Sun Dec 2nd through Sat the 8th, 2018 at Palais des Congrès de Montréal
This paper is interesting and shows some meaningful results for understanding the loss landscape of deep CNNs. However, I do not feel the contribution of a visualization technique is sufficient. Instead of applying the proposed technique to explain the well-known models (and some conclusions are also well-known in deep learning community), it will make the paper stronger if the paper can investigate some new model architectures or loss functions.
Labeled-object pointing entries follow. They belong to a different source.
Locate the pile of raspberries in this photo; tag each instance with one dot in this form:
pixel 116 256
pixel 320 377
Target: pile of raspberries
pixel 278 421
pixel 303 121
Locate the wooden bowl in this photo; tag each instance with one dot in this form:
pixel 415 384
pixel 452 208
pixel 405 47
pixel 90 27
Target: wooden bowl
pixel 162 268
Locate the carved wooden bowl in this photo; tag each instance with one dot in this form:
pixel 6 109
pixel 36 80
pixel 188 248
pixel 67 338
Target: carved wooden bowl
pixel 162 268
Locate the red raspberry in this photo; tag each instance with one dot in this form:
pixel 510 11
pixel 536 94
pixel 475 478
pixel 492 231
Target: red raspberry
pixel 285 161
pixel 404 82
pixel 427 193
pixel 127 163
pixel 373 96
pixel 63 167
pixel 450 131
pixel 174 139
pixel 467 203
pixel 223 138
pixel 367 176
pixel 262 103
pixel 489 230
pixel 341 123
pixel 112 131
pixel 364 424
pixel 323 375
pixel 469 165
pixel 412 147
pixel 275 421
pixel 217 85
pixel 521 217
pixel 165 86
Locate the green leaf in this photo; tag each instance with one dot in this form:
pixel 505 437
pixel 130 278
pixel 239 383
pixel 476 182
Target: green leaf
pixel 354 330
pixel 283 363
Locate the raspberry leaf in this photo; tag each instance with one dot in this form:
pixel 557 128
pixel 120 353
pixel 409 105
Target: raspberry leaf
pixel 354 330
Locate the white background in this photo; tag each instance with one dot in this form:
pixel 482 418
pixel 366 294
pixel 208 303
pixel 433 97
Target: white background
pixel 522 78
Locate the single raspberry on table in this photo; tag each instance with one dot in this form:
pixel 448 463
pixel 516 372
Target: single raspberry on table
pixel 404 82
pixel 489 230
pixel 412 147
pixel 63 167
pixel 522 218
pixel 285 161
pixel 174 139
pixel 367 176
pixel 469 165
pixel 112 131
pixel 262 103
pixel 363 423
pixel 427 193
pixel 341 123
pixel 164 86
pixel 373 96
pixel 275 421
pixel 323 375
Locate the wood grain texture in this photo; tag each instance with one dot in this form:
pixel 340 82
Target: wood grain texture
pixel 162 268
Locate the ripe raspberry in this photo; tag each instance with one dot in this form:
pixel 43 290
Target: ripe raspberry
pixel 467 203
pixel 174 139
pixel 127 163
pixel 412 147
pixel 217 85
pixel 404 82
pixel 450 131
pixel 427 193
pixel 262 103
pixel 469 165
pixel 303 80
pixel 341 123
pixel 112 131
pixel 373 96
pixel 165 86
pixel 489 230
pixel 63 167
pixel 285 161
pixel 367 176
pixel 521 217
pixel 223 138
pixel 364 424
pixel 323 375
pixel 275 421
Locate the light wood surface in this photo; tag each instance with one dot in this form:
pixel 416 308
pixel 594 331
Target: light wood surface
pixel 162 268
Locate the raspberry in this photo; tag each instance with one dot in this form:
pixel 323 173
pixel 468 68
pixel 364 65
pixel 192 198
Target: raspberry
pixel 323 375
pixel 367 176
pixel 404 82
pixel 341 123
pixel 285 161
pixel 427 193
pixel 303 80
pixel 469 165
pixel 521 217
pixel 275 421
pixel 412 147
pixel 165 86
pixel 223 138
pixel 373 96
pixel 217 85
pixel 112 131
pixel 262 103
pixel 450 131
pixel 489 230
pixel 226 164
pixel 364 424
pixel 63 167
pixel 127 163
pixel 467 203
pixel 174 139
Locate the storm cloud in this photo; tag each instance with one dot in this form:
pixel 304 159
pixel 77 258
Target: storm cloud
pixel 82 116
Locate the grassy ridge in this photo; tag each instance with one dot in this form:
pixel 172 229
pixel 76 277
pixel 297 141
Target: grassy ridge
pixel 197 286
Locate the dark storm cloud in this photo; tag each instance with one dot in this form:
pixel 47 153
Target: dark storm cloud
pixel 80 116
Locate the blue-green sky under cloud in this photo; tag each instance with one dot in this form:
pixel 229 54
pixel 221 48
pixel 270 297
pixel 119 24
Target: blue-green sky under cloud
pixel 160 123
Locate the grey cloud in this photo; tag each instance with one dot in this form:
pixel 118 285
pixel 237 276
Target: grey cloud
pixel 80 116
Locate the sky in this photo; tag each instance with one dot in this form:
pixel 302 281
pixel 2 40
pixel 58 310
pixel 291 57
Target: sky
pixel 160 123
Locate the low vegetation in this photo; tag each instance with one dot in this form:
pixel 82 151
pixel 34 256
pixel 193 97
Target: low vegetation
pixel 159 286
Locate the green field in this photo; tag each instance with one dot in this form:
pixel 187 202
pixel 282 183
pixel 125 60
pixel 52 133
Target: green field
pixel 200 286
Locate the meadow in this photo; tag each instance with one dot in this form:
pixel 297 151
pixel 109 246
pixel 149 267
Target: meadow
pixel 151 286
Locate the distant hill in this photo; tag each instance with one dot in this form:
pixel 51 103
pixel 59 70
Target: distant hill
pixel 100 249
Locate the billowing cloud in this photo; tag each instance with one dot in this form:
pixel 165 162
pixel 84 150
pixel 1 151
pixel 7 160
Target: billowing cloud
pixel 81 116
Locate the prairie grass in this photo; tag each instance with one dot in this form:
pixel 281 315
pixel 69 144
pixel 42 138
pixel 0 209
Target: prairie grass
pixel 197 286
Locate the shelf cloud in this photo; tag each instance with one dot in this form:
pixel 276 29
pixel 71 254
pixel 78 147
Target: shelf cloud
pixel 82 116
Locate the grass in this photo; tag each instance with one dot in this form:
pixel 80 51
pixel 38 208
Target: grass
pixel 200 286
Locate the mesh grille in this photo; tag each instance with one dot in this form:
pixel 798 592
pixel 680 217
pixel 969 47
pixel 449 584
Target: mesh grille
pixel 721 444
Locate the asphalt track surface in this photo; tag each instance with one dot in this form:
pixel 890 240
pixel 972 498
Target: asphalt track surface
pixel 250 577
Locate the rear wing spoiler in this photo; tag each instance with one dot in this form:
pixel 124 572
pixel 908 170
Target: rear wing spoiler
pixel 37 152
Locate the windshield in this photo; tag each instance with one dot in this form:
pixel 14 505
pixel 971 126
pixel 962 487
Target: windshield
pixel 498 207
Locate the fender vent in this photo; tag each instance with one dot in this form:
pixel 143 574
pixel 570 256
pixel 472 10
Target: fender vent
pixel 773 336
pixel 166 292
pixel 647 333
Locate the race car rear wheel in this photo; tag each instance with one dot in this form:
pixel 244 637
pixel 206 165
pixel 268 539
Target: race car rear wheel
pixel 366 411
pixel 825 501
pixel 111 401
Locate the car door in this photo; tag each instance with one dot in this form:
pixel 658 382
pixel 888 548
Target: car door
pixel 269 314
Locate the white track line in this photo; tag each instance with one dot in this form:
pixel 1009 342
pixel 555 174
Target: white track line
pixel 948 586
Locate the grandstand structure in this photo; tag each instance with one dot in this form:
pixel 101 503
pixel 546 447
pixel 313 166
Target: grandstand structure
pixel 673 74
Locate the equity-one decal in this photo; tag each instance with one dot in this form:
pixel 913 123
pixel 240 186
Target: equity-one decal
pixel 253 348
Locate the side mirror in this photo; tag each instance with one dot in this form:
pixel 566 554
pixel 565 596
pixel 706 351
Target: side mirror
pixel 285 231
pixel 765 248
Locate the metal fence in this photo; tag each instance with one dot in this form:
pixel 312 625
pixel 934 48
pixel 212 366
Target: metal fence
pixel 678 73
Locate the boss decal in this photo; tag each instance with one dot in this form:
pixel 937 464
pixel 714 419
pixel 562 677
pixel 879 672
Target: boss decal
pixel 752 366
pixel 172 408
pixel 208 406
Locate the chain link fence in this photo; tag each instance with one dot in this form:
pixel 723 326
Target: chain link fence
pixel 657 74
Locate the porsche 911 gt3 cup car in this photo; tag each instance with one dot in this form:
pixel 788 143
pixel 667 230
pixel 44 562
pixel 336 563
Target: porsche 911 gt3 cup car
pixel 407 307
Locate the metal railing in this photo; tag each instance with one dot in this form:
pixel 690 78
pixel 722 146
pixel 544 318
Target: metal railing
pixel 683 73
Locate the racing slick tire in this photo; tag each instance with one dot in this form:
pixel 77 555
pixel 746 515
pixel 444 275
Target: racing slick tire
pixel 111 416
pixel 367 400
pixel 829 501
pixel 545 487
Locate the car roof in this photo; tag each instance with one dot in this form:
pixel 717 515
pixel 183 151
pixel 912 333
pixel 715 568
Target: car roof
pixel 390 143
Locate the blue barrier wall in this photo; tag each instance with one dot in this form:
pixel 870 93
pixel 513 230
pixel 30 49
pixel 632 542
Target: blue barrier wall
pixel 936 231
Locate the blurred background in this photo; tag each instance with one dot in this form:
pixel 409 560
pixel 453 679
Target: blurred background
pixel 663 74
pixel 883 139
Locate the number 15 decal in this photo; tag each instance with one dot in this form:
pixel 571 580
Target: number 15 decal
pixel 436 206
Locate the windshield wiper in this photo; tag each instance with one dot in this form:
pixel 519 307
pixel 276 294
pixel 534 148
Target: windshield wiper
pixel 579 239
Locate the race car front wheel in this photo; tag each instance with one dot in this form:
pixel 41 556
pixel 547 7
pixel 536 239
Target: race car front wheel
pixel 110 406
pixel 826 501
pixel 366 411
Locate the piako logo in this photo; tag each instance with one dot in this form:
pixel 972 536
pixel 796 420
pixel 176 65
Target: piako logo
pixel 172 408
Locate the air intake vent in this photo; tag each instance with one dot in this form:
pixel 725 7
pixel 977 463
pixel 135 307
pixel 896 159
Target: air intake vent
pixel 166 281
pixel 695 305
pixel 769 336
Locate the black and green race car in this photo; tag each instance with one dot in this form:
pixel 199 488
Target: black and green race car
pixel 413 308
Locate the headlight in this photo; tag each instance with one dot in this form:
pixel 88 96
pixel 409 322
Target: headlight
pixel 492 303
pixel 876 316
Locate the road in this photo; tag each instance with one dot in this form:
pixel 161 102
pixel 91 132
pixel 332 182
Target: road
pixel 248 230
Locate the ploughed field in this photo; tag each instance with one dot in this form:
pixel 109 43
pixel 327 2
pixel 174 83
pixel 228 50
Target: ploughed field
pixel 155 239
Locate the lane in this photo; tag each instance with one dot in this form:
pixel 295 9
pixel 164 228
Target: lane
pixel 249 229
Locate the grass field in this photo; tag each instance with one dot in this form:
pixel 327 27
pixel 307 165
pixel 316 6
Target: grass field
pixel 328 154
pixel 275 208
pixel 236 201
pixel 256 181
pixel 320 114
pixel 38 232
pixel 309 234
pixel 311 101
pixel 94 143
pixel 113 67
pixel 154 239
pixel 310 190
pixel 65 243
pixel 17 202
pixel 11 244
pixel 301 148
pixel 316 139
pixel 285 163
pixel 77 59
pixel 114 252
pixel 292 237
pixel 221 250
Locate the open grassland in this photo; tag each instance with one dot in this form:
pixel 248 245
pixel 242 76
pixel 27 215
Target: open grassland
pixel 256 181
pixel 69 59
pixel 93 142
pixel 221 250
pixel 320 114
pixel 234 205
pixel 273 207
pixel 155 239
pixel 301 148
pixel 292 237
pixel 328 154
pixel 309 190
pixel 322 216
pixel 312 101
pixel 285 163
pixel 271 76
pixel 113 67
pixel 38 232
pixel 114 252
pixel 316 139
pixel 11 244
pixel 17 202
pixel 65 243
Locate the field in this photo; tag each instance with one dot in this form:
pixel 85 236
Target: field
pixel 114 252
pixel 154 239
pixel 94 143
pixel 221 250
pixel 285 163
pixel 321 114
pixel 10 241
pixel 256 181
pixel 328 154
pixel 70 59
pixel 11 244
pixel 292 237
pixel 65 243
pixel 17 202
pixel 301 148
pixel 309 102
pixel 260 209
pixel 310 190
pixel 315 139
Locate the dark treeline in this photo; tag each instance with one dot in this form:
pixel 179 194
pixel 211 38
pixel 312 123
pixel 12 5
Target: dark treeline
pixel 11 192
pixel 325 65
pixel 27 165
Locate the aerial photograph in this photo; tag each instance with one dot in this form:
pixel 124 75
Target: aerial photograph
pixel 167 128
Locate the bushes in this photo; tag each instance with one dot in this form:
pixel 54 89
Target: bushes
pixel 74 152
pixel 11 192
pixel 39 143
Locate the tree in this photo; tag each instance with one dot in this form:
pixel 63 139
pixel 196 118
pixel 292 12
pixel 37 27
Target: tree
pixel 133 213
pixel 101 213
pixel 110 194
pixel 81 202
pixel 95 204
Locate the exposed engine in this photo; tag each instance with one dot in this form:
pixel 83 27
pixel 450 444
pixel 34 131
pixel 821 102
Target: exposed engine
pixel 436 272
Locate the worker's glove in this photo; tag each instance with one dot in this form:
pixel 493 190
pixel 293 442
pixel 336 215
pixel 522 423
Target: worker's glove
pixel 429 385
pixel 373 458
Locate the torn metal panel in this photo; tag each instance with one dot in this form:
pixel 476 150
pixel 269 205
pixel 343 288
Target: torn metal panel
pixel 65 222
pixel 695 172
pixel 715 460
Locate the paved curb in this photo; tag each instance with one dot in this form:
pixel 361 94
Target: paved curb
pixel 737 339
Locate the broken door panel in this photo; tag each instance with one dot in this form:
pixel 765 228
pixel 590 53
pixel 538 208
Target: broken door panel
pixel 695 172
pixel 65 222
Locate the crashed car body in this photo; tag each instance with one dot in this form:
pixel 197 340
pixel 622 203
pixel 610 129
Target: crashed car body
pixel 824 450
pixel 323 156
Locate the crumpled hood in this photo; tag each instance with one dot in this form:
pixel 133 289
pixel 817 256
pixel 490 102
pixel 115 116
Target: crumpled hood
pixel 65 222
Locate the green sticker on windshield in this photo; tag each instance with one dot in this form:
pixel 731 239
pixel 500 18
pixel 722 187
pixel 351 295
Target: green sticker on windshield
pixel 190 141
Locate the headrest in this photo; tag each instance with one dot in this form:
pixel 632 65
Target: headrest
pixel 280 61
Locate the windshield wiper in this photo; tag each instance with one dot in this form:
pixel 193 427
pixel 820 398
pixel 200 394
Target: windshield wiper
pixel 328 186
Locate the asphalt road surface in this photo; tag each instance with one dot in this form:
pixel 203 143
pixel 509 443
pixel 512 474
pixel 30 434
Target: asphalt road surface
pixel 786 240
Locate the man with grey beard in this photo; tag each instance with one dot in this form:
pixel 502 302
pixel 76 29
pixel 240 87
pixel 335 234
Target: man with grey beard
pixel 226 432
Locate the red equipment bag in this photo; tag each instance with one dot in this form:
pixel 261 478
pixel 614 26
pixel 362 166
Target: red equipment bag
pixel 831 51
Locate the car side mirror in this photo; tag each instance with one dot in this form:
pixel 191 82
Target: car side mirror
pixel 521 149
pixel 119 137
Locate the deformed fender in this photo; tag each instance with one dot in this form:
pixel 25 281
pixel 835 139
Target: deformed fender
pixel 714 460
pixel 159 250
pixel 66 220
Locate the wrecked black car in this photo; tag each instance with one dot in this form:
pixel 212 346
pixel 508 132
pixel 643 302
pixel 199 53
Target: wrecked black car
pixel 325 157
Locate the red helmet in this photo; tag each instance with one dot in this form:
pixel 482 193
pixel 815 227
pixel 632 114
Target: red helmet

There is little known about the loss landscape of deep neural nets given their many layers and parameters! The authors of the current work propose a new approach for 2D visualization of such landscapes! Even though the proposed method differs from the existing work in terms of a new normalization, the insights that led to this adjustment is elegant. The authors provides different insights into the loss landscape of neural net with different structures and depths and used their visualization tools to justify why certain structure learn better or generalize better! Even though the work lacks any new theoretical understanding (which is not easy for the loss landscape of deep neural network), I enjoyed reading this paper and I believe it confirms some of our previous understandings and questions some others and overall helps us to design more effective DNN structures! One minor problem: I understand the authors point about the scale invariance property of neural nets when Relu is used but I don't see scale invariance property is generally held for NNs with other non-linear activation functions. All the experiments are also done with Relu! Thus, I would be a bit more precise in the title and text of this paper by pointing this is not for general NNs.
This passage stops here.